Department of Biomedical Engineering, National Cheng Kung University, Tainan 701, Taiwan.
Institute of Chemistry, Vietnam Academy of Science and Technology, Hanoi 1000, Vietnam.
Sensors (Basel). 2019 Mar 10;19(5):1217. doi: 10.3390/s19051217.

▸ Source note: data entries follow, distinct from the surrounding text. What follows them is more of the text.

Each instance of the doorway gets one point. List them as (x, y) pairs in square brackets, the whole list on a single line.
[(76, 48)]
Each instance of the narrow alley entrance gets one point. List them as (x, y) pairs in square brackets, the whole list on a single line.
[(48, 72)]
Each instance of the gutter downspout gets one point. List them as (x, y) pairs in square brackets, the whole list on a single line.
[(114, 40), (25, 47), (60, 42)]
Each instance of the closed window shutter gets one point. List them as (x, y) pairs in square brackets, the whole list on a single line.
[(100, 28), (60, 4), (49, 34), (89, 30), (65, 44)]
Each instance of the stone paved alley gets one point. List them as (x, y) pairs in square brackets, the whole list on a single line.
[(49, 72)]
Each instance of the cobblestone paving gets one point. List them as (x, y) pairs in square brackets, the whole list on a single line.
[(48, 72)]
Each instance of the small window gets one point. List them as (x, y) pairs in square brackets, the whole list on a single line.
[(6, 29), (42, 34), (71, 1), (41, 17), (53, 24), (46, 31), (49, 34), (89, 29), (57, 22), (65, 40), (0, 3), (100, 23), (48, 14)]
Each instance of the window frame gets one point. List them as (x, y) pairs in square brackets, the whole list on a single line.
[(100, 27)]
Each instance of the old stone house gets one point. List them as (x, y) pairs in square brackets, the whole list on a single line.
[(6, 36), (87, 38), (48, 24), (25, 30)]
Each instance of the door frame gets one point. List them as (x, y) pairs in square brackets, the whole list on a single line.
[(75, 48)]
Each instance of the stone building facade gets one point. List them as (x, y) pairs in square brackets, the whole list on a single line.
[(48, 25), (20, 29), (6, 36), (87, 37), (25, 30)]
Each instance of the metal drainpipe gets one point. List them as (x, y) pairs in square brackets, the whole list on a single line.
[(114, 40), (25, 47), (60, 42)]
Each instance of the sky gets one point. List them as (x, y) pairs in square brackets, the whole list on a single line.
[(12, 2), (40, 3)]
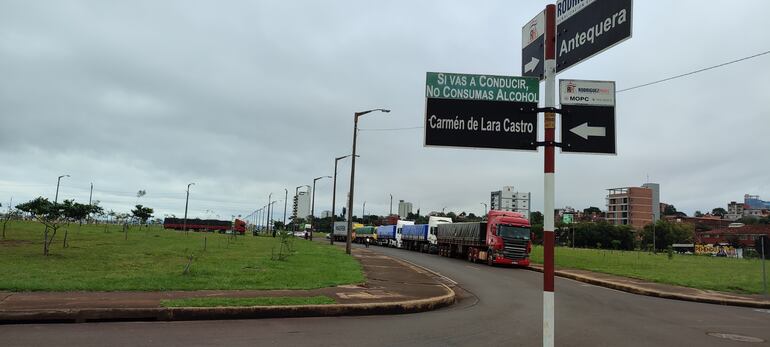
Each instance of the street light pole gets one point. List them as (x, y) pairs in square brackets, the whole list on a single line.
[(285, 201), (334, 196), (312, 207), (296, 209), (186, 202), (654, 246), (353, 173), (269, 203), (270, 217), (58, 181)]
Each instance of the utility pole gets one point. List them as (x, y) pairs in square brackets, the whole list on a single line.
[(90, 195), (549, 176), (271, 217), (334, 197), (312, 207), (285, 201), (58, 181), (186, 201), (353, 173), (269, 203)]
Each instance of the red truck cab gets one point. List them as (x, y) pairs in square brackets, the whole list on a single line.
[(509, 238)]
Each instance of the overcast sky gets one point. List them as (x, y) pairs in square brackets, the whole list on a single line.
[(246, 98)]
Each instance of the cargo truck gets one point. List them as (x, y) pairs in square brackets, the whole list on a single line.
[(386, 235), (399, 227), (340, 232), (505, 238), (415, 237), (361, 233)]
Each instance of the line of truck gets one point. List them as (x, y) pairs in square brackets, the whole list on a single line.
[(503, 238)]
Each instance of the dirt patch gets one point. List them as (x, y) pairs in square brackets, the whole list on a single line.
[(12, 243)]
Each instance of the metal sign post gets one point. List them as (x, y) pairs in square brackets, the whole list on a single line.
[(549, 177)]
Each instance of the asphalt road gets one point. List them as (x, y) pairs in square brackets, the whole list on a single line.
[(498, 307)]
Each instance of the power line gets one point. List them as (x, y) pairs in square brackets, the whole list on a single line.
[(694, 72), (391, 129), (621, 90)]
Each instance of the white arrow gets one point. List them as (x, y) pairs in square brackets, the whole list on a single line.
[(531, 65), (584, 131)]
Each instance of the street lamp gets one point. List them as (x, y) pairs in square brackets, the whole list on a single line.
[(285, 200), (334, 196), (186, 201), (269, 199), (58, 181), (312, 207), (654, 248), (353, 171), (270, 217)]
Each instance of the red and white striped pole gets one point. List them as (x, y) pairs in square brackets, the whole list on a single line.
[(549, 192)]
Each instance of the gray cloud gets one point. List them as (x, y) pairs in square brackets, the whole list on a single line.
[(248, 98)]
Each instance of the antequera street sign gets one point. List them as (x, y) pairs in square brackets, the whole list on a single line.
[(481, 111), (588, 116), (585, 28), (533, 47)]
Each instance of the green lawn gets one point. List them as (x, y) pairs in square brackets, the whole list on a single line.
[(260, 301), (704, 272), (154, 260)]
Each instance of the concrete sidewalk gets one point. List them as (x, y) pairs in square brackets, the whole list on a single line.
[(391, 286), (660, 290)]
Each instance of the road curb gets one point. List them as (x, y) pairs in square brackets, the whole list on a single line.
[(655, 293), (208, 313)]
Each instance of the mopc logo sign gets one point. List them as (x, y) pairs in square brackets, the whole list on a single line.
[(593, 93), (570, 87)]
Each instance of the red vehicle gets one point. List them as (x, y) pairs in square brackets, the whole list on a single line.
[(505, 238)]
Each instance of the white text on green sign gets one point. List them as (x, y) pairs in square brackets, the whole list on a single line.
[(441, 85)]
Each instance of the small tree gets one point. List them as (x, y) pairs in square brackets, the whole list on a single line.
[(48, 213), (142, 213), (74, 212)]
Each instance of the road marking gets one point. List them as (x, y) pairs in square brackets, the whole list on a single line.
[(429, 270)]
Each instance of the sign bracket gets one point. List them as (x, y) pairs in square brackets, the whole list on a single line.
[(550, 143)]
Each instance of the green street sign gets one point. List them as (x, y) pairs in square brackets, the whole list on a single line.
[(442, 85)]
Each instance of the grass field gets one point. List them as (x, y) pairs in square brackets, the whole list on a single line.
[(154, 260), (703, 272), (261, 301)]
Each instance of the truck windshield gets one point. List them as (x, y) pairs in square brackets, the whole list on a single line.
[(514, 232)]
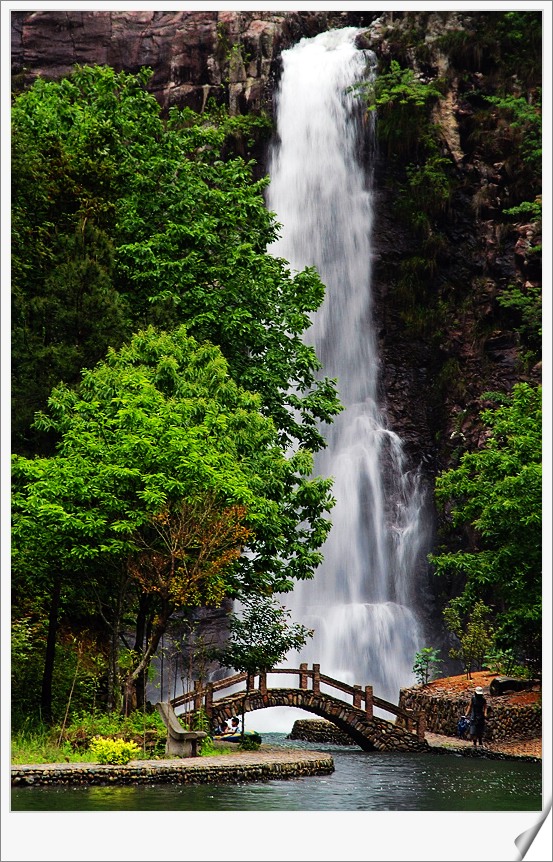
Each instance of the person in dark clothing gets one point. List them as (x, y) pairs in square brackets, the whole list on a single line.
[(476, 712)]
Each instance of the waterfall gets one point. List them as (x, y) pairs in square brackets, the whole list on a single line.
[(362, 601)]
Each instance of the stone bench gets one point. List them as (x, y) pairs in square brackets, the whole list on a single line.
[(180, 742)]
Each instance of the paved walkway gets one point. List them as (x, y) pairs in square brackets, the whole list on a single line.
[(262, 765)]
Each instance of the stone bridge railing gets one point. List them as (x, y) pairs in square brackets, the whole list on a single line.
[(356, 717)]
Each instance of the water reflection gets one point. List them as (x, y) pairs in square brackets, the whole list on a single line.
[(361, 782)]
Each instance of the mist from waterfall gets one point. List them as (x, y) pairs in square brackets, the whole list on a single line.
[(362, 601)]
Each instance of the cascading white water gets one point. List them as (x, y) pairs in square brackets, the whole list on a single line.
[(362, 600)]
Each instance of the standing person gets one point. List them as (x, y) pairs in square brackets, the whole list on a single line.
[(476, 712)]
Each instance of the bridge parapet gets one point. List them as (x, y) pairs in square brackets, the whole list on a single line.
[(363, 700)]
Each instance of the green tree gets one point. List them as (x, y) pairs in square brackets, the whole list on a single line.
[(260, 638), (169, 469), (494, 495), (473, 631), (425, 664), (189, 233)]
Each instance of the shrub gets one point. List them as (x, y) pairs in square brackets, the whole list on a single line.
[(115, 751), (248, 744), (425, 664)]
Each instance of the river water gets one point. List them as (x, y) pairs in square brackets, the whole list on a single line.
[(362, 781)]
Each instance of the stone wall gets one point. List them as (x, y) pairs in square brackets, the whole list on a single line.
[(505, 721), (247, 768)]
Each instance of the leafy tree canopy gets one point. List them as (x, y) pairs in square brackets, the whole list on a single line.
[(121, 220), (495, 495), (261, 636), (159, 424)]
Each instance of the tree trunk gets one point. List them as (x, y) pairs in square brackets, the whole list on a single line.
[(48, 673), (143, 629), (130, 687)]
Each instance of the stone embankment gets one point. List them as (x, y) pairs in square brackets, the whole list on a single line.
[(263, 765), (506, 720)]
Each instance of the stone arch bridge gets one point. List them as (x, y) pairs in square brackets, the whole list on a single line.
[(354, 717)]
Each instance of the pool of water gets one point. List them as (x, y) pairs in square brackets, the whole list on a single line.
[(362, 781)]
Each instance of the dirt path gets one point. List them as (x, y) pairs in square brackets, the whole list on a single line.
[(512, 748)]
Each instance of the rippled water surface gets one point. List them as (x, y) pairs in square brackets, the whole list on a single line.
[(362, 781)]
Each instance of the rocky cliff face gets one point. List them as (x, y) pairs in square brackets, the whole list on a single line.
[(229, 56), (432, 376)]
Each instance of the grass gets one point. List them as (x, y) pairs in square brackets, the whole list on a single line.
[(41, 744)]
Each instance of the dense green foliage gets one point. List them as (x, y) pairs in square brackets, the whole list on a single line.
[(122, 219), (495, 495), (115, 751), (473, 632), (261, 637), (167, 478), (127, 222), (425, 665)]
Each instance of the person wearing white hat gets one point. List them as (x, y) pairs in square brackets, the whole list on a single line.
[(476, 711)]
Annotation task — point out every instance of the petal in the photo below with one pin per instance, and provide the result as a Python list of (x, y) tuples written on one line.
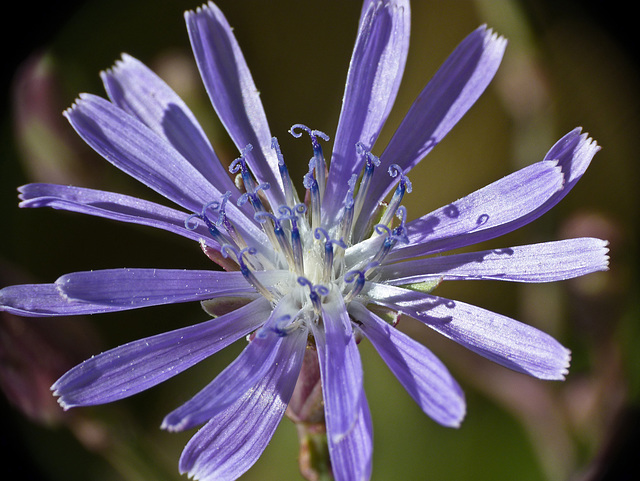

Viscosity is an important property of liquids. A viscosity change of aqueous substances that deviates from their normal levels usually implies a compromise in quality due to degradation or microorganism proliferation. Monitoring of macro-scale viscosity can be simply realized by various conventional tools, such as rotational viscometers, capillary tubes, falling bodies, and so forth. Nevertheless, today, micro-volume viscosity measurement remains a challenging endeavor, resulting in rare, expensive, or difficult-to-obtain samples not very well studied. For this reason, a novel technique for micro-viscosity based on rotational Brownian motion is presented in this paper. Janus microbeads were made by coating fluorescent polystyrene beads with gold film. Taking advantage of the bead configuration of half gold/half fluorescence, the rotational Brownian signal was expressed in terms of blinking fluorescent intensity. The characteristic correlation time was derived from the blinking intensity of trace amounts of a selected medium over a certain time period, and results were correlated with viscosity. Given a volume of only 2 μL for each measurement, calibration of a series of glycerol⁻water mixtures (100%⁻1% (/) water content) yielded good agreement with the expected viscosity predictions over the range of 0.8⁻574.8 cP. Five common oil products, including lubricant oil, baby oil, food oil, olive oil, and motor oil, were further investigated to demonstrate the feasibility and practicability of the proposed technique. Data measured by the rotational Brownian motion-based diffusometer were comparable with those measured by a commercial rotational viscometer. The method also explicitly showed viscosity degradation after the oils were heated at a high temperature of over 100 °C for 10 min. Evaluation proved the proposed Janus microbead-enabled rotational diffusometric technique to be a promising approach for rapid and micro-scale viscosity measurement.
粘度是液体的一个重要性质。水相物质的粘度变化偏离正常水平通常意味着由于降解或微生物增殖而导致质量下降。各种常规工具,如旋转粘度计、毛细管、落体等,可以简单地实现宏观粘度的监测。然而,目前,微体积粘度测量仍然是一项具有挑战性的工作,导致很少、昂贵或难以获得的样本研究不足。为此,本文提出了一种基于旋转布朗运动的微粘度新方法。通过在荧光聚苯乙烯珠上涂覆金膜来制备 Janus 微珠。利用金和荧光的一半一半的珠状结构,旋转布朗信号可以用闪烁荧光强度来表示。从选定介质在一定时间内的微量旋转布朗信号的闪烁强度中得出特征相关时间,并将结果与粘度相关联。每次测量仅需要 2 μL 的体积,一系列甘油-水混合物(100%-1%水含量)的校准结果与预期粘度预测值在 0.8-574.8 cP 的范围内非常吻合。进一步研究了五种常见的油产品,包括润滑油、婴儿油、食用油、橄榄油和机油,以证明所提出技术的可行性和实用性。基于旋转布朗运动的扩散计测量的数据与商用旋转粘度计测量的数据相当。该方法还明确显示了在将油加热至 100°C 以上 10 分钟后,油的粘度下降。评估证明了所提出的基于 Janus 微珠的旋转扩散测量技术是一种快速、微尺度粘度测量的有前途的方法。